Colleges consider a number of factors when making admission decisions.  Colleges do consider the rigor of a student’s coursework when evaluating a student application, and the more selective the school, the more important that is.  However, colleges want well-rounded students who can contribute to campus in a number of ways.  While they want student who perform well academically, they also want healthy students who are involved in their school and larger communities. It is important that students consider what level of course rigor is best for them when thinking about all the different ways he or she would like to be involved.  

  1. Are AP courses weighted differently in the high school GPA?

Yes, grades in AP courses are worth one point more in the weighted GPA than regular level classes.  A “B” is worth three points in a regular class, but worth four points in an AP course.  Grades in honors courses are weighted .5 more than grade in regular classes.

  1. How much does an AP test cost?

The College Board sets this rate each year.  In 2017, they cost $93.00 per exam.  There are significantly reduced rates available for students who qualify for a fee waiver.  Compared to the thousands of dollars three college credit hours can cost, however, the cost of an exam might parlay into a much bigger value.

  1.  Is there a way to predict in which classes I might have more propensity to be successful?

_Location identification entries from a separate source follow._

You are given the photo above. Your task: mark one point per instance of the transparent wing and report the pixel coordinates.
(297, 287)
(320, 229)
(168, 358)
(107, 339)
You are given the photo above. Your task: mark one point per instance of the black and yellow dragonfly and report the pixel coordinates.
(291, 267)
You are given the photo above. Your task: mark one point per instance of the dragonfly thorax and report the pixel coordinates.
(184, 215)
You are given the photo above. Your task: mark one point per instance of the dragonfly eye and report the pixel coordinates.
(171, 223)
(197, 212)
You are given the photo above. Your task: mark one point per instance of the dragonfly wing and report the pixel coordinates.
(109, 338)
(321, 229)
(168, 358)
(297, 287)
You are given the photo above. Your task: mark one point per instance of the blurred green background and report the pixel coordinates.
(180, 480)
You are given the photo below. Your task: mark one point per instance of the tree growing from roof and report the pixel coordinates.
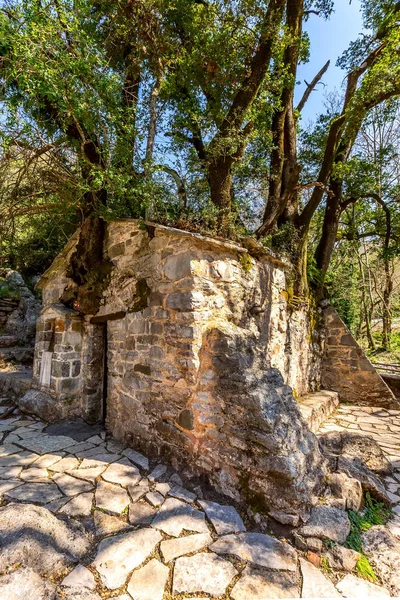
(214, 80)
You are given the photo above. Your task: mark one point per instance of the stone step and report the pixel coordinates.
(17, 354)
(317, 407)
(6, 341)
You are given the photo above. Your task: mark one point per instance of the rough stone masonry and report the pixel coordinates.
(199, 355)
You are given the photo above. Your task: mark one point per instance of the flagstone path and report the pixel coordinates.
(380, 424)
(126, 528)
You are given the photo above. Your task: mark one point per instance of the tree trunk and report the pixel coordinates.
(367, 312)
(330, 227)
(220, 180)
(387, 312)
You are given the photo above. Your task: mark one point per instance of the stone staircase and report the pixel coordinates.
(317, 407)
(12, 352)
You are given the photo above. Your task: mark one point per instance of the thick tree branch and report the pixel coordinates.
(311, 86)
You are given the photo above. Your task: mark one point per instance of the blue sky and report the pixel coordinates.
(328, 41)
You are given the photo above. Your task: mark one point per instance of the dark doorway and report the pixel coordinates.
(105, 375)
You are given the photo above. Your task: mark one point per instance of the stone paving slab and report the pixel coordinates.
(259, 549)
(204, 572)
(119, 555)
(151, 537)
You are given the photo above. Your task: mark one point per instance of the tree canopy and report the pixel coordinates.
(183, 112)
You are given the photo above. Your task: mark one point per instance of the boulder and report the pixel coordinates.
(354, 467)
(327, 522)
(348, 488)
(33, 536)
(25, 583)
(356, 446)
(342, 558)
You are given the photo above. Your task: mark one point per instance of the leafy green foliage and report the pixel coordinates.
(374, 513)
(365, 570)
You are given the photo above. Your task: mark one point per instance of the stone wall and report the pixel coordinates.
(347, 370)
(199, 367)
(203, 352)
(76, 351)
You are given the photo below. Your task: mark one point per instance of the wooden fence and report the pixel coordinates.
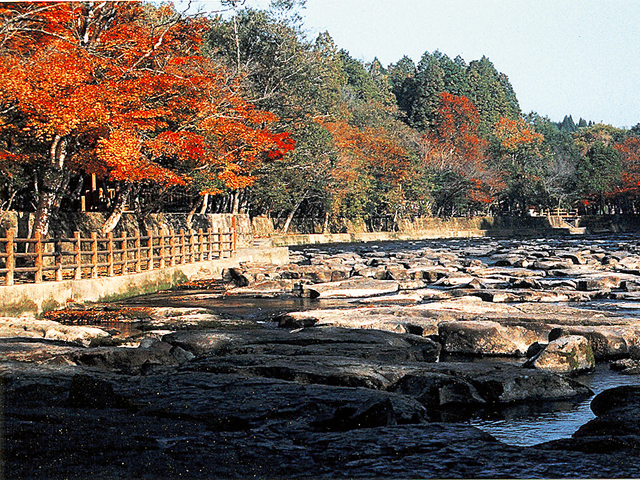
(559, 212)
(36, 260)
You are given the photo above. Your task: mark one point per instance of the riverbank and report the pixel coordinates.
(350, 361)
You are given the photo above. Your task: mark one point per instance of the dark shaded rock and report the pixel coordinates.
(439, 390)
(567, 354)
(352, 288)
(486, 338)
(325, 341)
(133, 361)
(89, 391)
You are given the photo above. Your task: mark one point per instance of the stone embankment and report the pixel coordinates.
(364, 379)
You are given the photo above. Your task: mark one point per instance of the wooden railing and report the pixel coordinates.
(559, 212)
(38, 259)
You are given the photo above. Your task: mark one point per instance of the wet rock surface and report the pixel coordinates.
(363, 381)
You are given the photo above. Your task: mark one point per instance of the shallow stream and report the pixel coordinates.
(522, 425)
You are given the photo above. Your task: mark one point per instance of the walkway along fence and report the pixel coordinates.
(37, 260)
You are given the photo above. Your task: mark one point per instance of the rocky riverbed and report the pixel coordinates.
(354, 362)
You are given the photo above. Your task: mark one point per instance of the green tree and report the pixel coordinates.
(598, 172)
(430, 83)
(403, 84)
(492, 94)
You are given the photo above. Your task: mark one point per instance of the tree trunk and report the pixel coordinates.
(236, 202)
(287, 223)
(54, 182)
(118, 208)
(200, 203)
(205, 204)
(325, 227)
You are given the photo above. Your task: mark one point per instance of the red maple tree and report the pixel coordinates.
(121, 90)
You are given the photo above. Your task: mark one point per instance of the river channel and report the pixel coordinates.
(517, 425)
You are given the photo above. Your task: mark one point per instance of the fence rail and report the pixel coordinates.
(559, 212)
(38, 259)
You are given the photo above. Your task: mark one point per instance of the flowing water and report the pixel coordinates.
(527, 425)
(522, 425)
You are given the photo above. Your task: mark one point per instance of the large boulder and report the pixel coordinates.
(486, 338)
(567, 354)
(28, 327)
(352, 288)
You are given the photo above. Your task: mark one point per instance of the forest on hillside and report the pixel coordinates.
(161, 110)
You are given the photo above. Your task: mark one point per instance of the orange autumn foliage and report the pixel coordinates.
(125, 87)
(367, 157)
(629, 151)
(453, 144)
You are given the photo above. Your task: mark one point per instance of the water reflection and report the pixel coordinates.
(527, 425)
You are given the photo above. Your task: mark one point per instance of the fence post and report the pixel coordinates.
(137, 252)
(58, 247)
(219, 242)
(94, 255)
(183, 256)
(150, 250)
(125, 253)
(77, 252)
(161, 248)
(234, 235)
(110, 253)
(38, 256)
(11, 258)
(172, 247)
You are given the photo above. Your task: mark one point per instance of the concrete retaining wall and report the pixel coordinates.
(36, 298)
(64, 224)
(423, 228)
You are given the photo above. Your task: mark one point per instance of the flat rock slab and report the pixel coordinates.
(353, 288)
(407, 319)
(32, 328)
(487, 338)
(326, 341)
(567, 354)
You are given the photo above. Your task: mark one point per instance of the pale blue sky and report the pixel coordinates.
(578, 57)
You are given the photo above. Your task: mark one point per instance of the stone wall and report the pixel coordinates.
(425, 227)
(36, 298)
(63, 225)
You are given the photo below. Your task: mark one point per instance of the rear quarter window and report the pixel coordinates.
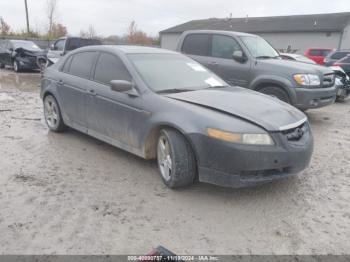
(81, 64)
(196, 44)
(110, 67)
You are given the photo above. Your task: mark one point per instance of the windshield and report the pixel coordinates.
(163, 72)
(25, 45)
(258, 47)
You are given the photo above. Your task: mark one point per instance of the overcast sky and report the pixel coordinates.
(112, 17)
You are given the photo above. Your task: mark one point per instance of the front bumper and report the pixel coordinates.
(308, 98)
(234, 165)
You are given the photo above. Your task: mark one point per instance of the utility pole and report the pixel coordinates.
(25, 3)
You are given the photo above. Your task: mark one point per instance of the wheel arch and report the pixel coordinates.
(150, 145)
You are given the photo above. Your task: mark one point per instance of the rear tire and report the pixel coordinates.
(176, 161)
(16, 66)
(52, 113)
(276, 92)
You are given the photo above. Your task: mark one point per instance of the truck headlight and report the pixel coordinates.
(241, 138)
(307, 79)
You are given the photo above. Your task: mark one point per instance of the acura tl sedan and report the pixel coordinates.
(162, 105)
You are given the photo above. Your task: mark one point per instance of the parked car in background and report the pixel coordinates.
(344, 63)
(21, 55)
(297, 58)
(342, 82)
(334, 56)
(318, 54)
(163, 105)
(249, 61)
(66, 44)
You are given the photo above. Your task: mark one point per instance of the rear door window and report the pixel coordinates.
(59, 45)
(224, 46)
(196, 44)
(82, 63)
(110, 67)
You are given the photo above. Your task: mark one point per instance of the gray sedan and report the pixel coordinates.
(162, 105)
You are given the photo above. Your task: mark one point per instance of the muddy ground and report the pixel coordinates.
(71, 194)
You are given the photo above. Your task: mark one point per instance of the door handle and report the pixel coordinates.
(92, 92)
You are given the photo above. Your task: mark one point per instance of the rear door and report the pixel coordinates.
(74, 85)
(3, 43)
(114, 116)
(197, 46)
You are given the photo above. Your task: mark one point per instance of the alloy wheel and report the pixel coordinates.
(164, 158)
(51, 112)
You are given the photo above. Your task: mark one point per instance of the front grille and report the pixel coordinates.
(328, 80)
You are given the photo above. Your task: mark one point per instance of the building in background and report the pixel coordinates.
(296, 33)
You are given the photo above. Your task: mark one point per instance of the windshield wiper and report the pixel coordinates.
(267, 57)
(174, 90)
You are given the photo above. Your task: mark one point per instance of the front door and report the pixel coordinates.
(73, 86)
(114, 116)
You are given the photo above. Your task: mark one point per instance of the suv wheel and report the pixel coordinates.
(276, 92)
(176, 161)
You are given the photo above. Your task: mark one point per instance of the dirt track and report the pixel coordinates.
(71, 194)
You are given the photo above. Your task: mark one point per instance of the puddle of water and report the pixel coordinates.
(25, 82)
(5, 97)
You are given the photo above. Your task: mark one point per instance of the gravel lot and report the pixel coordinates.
(71, 194)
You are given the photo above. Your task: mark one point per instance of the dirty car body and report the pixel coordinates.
(21, 55)
(238, 137)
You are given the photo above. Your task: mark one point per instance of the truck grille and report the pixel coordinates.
(328, 80)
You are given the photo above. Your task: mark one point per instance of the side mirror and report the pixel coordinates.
(239, 56)
(121, 85)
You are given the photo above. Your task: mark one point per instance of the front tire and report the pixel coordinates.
(52, 114)
(276, 92)
(176, 161)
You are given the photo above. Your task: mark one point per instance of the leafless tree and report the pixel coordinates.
(51, 11)
(4, 27)
(90, 33)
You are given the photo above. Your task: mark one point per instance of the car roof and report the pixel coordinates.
(291, 55)
(232, 33)
(321, 48)
(20, 41)
(127, 49)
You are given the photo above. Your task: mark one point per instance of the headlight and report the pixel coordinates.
(307, 80)
(250, 139)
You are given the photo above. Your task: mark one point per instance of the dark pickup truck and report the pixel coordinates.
(249, 61)
(66, 44)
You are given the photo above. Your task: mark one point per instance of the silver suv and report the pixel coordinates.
(249, 61)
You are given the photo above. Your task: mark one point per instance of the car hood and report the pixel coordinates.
(292, 67)
(264, 111)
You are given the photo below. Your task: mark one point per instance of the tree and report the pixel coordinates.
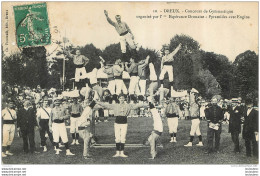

The PSAT, a test every student now takes both sophomore and junior year, includes AP Potential ranking for each student.  This ranking alerts students to AP courses that their PSAT score indicates might be a good fit for them.  This is just a guide, however, and students should select classes they have an interest and desire to take.

  1. Do students have to take the exam at the end of the course?

No, but it is strongly encouraged.  After learning the material all year, it is advisable for students to try their hand at the exam.  Students will have much practice at released exam items over the course of the year, so they will have a sense of how they might perform on the real thing.

  1. Do I have to take and AP class while in high school?

No.  Different students have different paths of learning.  While we strongly encourage any interested student to consider trying at least one course.  With 86% of our students enrolling in college after high school, it is important that we offer college-like experiences to our student body.


[1] Mattern, Krista D., Jessica P. Marin, and Emily J. Shaw. Are AP Students More Likely to Graduate on Time? Rep. no. 2013-5. N.p.: n.p., n.d. The College Board. Web. 3 May 2017. <>.


[2] Mattern, Krista D., Emily J. Shaw, and Xinhui Xiong. The Relationship Between AP Exam Performance and College Outcomes. Rep. no. 2009-4. The College Board, n.d. Web. 3 May 2017. <>.